SAS: Homework Assignment 3
In this assignment you will create a SAS program, save it as a .sas file, and upload that
file to Moodle on the assignment link.
Notes:
• The file submitted must meet the SAS File Submission Guidelines available in the
Resources and Information section of the course.
• If your file doesn’t meet these guidelines, we may take up to 100% off from your score.
• You may work with a partner (from your section) for these assignments. However, the
work that you submit must be yours in its entirety. You must also reference the
individual you worked with in your assignment’s header.
• No late work will be accepted. If you have a documented emergency that prevents you
from completing a homework assignment, please contact your instructor.
• Submission of the same (or extremely similar code) by two people is considered an act
of academic dishonesty. Even if you work with a partner, you must write your own final
comments and code. We understand that the code itself may be very similar, but the
comments, variable names chosen, etc. should be different.
Dataset:
The dataset for this homework is available in the assignment link and has information
about student performance and possible related factors. The dataset is available via the
URL:
https://www4.stat.ncsu.edu/~online/datasets/StudentData.txt
The StudentData.txt data comes from the UCI machine learning repository. Information
about the variables in the dataset is available at this link.
You do not need to upload this file to SAS On Demand as you are required to read it in
via a URL.
Task 1: Conceptual questions (3 pts)
In comments after your header, answer the following questions:
1. Given a numeric variable, what two aspects of the distribution do we usually want to
summarize? (2 pts)
2. What does the term contingency table mean? (1 pt)
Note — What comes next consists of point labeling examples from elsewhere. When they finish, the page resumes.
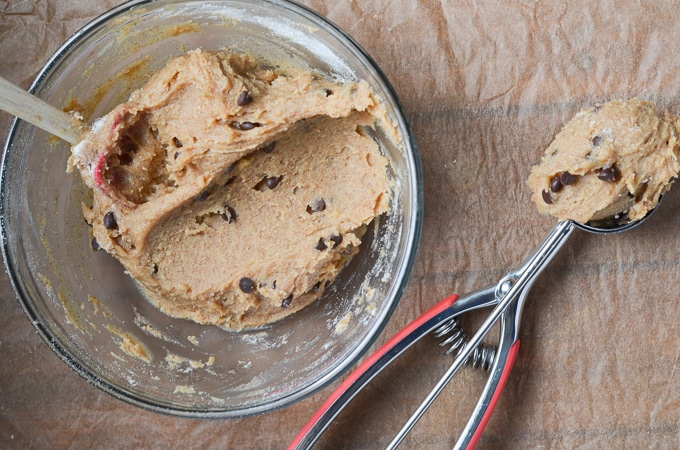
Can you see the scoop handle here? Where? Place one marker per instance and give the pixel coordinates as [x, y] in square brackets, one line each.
[363, 374]
[30, 108]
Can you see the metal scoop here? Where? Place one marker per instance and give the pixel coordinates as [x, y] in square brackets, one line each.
[508, 296]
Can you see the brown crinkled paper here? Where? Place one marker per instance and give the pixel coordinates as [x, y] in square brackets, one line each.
[486, 85]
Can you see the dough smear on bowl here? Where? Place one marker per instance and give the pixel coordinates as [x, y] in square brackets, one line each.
[231, 192]
[610, 160]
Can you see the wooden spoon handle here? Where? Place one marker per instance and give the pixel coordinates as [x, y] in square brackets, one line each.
[30, 108]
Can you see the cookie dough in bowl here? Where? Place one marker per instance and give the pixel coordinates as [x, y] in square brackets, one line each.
[613, 159]
[233, 193]
[154, 204]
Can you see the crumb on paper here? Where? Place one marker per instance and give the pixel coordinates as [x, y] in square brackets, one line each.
[183, 389]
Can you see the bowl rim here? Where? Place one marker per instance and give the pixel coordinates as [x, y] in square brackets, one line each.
[403, 274]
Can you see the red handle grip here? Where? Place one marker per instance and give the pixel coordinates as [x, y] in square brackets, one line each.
[366, 365]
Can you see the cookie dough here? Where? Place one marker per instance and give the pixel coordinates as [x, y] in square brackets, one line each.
[234, 193]
[613, 159]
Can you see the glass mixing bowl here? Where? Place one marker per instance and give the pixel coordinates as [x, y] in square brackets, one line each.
[92, 314]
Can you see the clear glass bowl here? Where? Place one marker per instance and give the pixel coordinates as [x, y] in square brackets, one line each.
[89, 310]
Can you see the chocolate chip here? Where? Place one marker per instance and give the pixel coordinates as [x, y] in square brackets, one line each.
[608, 174]
[244, 126]
[555, 184]
[317, 206]
[567, 178]
[203, 195]
[246, 285]
[244, 98]
[272, 182]
[547, 197]
[110, 222]
[337, 239]
[597, 140]
[229, 215]
[124, 159]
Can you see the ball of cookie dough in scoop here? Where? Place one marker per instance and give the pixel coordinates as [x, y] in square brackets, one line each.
[613, 159]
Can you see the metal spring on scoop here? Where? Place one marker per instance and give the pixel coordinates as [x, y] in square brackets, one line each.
[482, 357]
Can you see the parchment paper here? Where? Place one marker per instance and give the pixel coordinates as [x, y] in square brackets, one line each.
[486, 85]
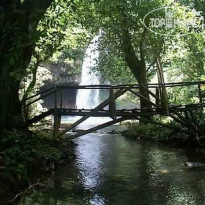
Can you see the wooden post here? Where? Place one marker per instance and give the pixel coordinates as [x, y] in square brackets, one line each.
[164, 98]
[56, 120]
[95, 110]
[112, 106]
[157, 97]
[61, 102]
[200, 94]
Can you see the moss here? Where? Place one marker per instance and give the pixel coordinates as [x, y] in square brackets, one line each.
[22, 154]
[147, 131]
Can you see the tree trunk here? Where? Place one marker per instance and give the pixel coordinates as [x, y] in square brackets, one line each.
[18, 22]
[136, 66]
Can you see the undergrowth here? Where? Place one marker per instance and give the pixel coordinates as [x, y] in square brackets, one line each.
[22, 153]
[147, 131]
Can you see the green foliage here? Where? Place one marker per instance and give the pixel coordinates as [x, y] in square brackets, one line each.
[147, 131]
[21, 153]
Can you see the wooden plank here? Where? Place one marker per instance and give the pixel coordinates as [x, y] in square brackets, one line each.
[102, 105]
[112, 106]
[93, 129]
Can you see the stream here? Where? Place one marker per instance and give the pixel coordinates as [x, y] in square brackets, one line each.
[111, 169]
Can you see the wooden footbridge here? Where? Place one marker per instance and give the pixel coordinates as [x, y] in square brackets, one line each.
[158, 100]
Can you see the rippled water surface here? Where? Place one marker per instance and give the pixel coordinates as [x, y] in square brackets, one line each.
[110, 169]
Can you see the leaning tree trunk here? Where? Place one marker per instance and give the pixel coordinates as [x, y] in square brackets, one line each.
[136, 66]
[18, 22]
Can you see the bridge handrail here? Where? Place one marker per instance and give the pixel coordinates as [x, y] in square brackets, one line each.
[150, 85]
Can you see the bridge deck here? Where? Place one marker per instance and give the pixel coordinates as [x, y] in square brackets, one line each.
[158, 101]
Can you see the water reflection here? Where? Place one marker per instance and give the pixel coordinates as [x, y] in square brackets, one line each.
[110, 169]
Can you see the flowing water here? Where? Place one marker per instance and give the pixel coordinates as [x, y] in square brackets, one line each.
[112, 170]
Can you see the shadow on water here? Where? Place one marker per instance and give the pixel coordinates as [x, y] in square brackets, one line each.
[110, 169]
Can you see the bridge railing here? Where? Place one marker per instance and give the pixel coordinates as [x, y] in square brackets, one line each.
[154, 90]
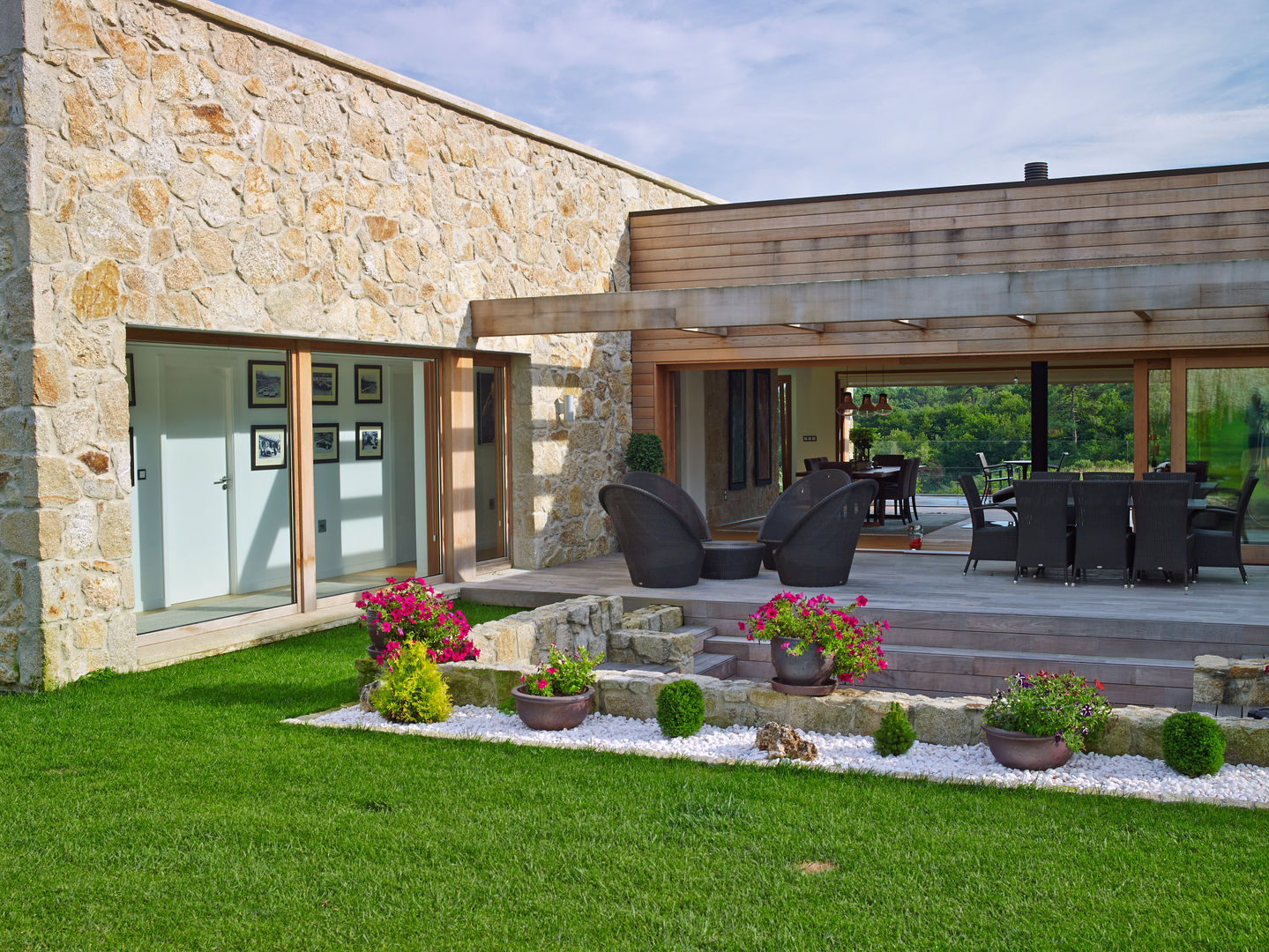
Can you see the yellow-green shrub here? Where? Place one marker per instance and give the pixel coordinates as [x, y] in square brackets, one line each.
[411, 688]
Task 2: Programming questions (22 pts)
In the same file, write code corresponding to each question below. That is, don’t simply
overwrite/modify the code used for question 2 in question 3. You can copy and paste the
previous code if needed, but we need to see the code used to answer each question.
Don’t forget to add comments prior to each SAS step describing what you are doing!
We do not need the output. We can recreate everything using the code you turn in.
https://archive.ics.uci.edu/ml/datasets/Student+Performance
1. Create a permanent library using a LIBNAME statement. (1 pt)
2. Create code to import the StudentData.txt file from the URL above into your
permanent library created in question 1. Note: This is a ‘;’ delimited file. (3 pts)
3. Run the following code (altering the names corresponding to the library and dataset)
to make sure the g1 and g2 variables are stored as numeric variables: (0 pts)
DATA yourlib.yourdataname;
SET yourlib.yourdataname;
numG1 = input(G1, 8.);
numG2 = input(G2, 8.);
RUN;
4. Use a PROC step to sort the data by the variables below and output the resulting
dataset to a temporary library: (2 pts)
• sex
• address
5. Use a PROC to produce the following summary statistics about the age and numG1
variables (and no other summary statistics) at every combination of the variables in Q4:
(4 pts)
• Sample Q1 (first quartile)
• Sample Standard Deviation
• Sample Minimum
6. Use a PROC step to find the correlation between the age, numG1, and numG2
variables for every setting of the first variable you sorted by in Q4. (3 pts)
7. Create a two-way contingency table (that includes expected counts) between the
studytime and failures variables. (3 pts)
8. Create a horizontal bar plot of the mjob variable with categories in ascending order
(this is an option on the plotting statement) (3 pts)
9. Create side-by-side vertical bar plots of the reason and fjob variables. (3 pts)
Save this program and upload it to moodle using the assignment link! Great work!